Biliyordu beni, ben asla boş sallamazdım.

Sandalyemden kalkıp sigaram ve çakmağımı alarak yangın merdivenine doğru yürümeye başladım. Ağır kapıyı ittirerek merdivenlerden inmeye başladım. Bir robottan farkım kalmamıştı. Rutinleşmiş işlerim, yaptığım bir birinin tekrar eden eylemlerim beni bi hayli bezdirmişti.

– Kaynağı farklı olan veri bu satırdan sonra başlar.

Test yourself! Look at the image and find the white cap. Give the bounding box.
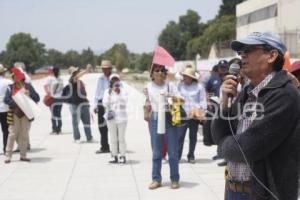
[109,73,120,81]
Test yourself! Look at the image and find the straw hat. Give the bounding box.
[101,60,112,69]
[68,66,79,75]
[0,64,7,74]
[109,73,120,81]
[181,67,198,80]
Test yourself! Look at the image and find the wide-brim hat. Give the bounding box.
[109,73,120,81]
[10,66,25,81]
[100,60,112,69]
[290,60,300,75]
[230,31,287,55]
[68,66,79,75]
[0,64,7,74]
[181,67,198,80]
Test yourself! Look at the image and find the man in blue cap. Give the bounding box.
[212,32,300,200]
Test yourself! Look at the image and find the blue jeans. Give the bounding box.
[178,119,199,160]
[70,104,93,140]
[149,113,179,182]
[227,189,250,200]
[50,99,62,133]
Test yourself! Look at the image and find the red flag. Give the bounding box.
[152,46,175,67]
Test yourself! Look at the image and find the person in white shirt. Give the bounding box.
[46,67,64,134]
[0,64,12,154]
[145,64,180,190]
[178,66,207,164]
[102,74,128,164]
[94,60,112,154]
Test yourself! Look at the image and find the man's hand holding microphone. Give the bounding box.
[221,63,240,109]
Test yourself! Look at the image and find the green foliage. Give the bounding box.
[158,10,204,60]
[46,49,67,68]
[218,0,244,17]
[80,47,96,66]
[4,33,46,72]
[187,15,236,57]
[136,53,153,71]
[158,21,182,60]
[100,43,130,71]
[64,50,81,67]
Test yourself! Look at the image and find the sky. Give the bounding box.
[0,0,221,53]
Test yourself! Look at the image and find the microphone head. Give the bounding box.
[228,63,241,75]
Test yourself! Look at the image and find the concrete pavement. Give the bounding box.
[0,74,224,200]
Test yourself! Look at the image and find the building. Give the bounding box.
[236,0,300,58]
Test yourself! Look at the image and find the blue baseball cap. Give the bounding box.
[230,31,287,55]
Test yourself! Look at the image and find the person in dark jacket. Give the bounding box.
[4,67,40,164]
[63,64,94,144]
[211,32,300,200]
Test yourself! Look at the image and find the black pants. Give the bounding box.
[0,112,8,153]
[98,100,109,150]
[50,99,62,133]
[178,119,199,160]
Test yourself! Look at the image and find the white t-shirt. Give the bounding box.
[146,81,181,112]
[0,76,12,112]
[47,76,64,98]
[102,87,128,123]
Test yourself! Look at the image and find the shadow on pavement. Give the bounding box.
[126,160,140,165]
[196,158,214,164]
[28,148,46,153]
[175,181,199,188]
[30,157,52,163]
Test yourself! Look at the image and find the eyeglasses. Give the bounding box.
[237,46,264,55]
[153,68,168,73]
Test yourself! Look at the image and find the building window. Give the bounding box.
[237,4,277,27]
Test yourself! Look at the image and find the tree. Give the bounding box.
[178,10,201,37]
[4,33,46,72]
[100,43,130,71]
[64,50,81,67]
[137,53,153,71]
[158,21,183,60]
[46,49,66,67]
[158,10,204,60]
[187,15,236,57]
[218,0,244,17]
[80,47,96,66]
[0,51,5,64]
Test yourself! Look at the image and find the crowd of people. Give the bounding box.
[0,32,300,200]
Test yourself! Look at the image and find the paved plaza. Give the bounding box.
[0,74,224,200]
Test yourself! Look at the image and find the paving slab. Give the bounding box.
[0,74,224,200]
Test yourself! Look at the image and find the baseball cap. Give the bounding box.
[218,60,228,67]
[230,31,287,55]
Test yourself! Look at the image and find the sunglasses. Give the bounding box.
[237,46,265,56]
[153,68,168,73]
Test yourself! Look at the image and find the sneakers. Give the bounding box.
[109,156,118,164]
[212,155,222,160]
[74,140,81,144]
[95,149,110,154]
[217,160,227,167]
[20,157,30,162]
[188,158,196,164]
[149,181,161,190]
[119,156,126,164]
[86,137,97,143]
[171,181,180,189]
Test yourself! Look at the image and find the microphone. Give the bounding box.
[227,63,241,108]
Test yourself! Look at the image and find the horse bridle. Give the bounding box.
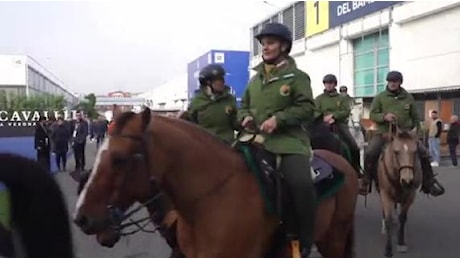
[101,134,165,236]
[382,121,417,183]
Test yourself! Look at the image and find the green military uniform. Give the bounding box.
[185,87,237,143]
[315,91,361,172]
[238,57,316,254]
[315,91,351,124]
[370,88,420,134]
[365,87,444,196]
[238,58,315,156]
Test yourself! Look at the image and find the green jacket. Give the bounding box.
[315,91,351,124]
[238,58,315,156]
[370,87,420,133]
[185,89,237,143]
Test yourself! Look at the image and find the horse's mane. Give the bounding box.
[397,130,416,140]
[154,115,233,151]
[0,154,74,258]
[115,111,136,134]
[115,111,237,154]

Derin nefes çekerek sigaramdan ciğerlerime doluşunu hissettim. Biliyordum kalp hastası biri olarak sigara kullanmam akıl kâarı değildi lakin seviyordum. Ne kadar sevilcek yanı olmasa da, seviyordum.

Yanlızlık hissediyordum. Garip bir şekilde. Şu zamana kadar hep yanlız kalmaya alışmıştım, hep yanlızdım. Ama bu seferki farklıydı. Sanki yeni alıştığım bir şeyin hayatımdan gidişi gibi. Bir boşluk hissediyordum. Denizin eksikliği diye dile getirdi bir yanım. Kabul etmek istemeyerek salladım kafamı iki yana. Yanmaktan büyüyen külü yere çırparken korktum birine bağlanmaktan. Sonra bu kül gibi yanmaktan.

İçimdeki eftalyalar 'ehhhh yeter beehğğ sikerimm' diyordu.

Sönen izmariti yandaki çöp kovasına atarak tekrardan merdivenlerden içeri girdim. Bir sürü işim vardı. Sisteme girilmesi gereken gereksiz bir sürü iş vardı. Tekrardan siber güvenlik odasına girerek yavaş ve sakin adımlarla yerime doğru ilerledim. Herkes işinde herkes uğraşındaydı. Harıl harıl çalışan askerler ordan oraya evrak götüren erlerle doluydu etraf. Sandalyeme oturarak karşımdaki dev ekrana baktım. Aklımı karıştıran bir kaç alan vardı. Sahte sinyaller gönderilen bir kaç bölge. Akif'in adamları akıllanıp uslanmamış hala uğraşmaya devam ediyorlardı. İşin ilginç yanı bu kadar az kişi ve bu kadar az bütçeyle nasıl bu kadar donanımlı bir hileye başvurabiliyorlardu.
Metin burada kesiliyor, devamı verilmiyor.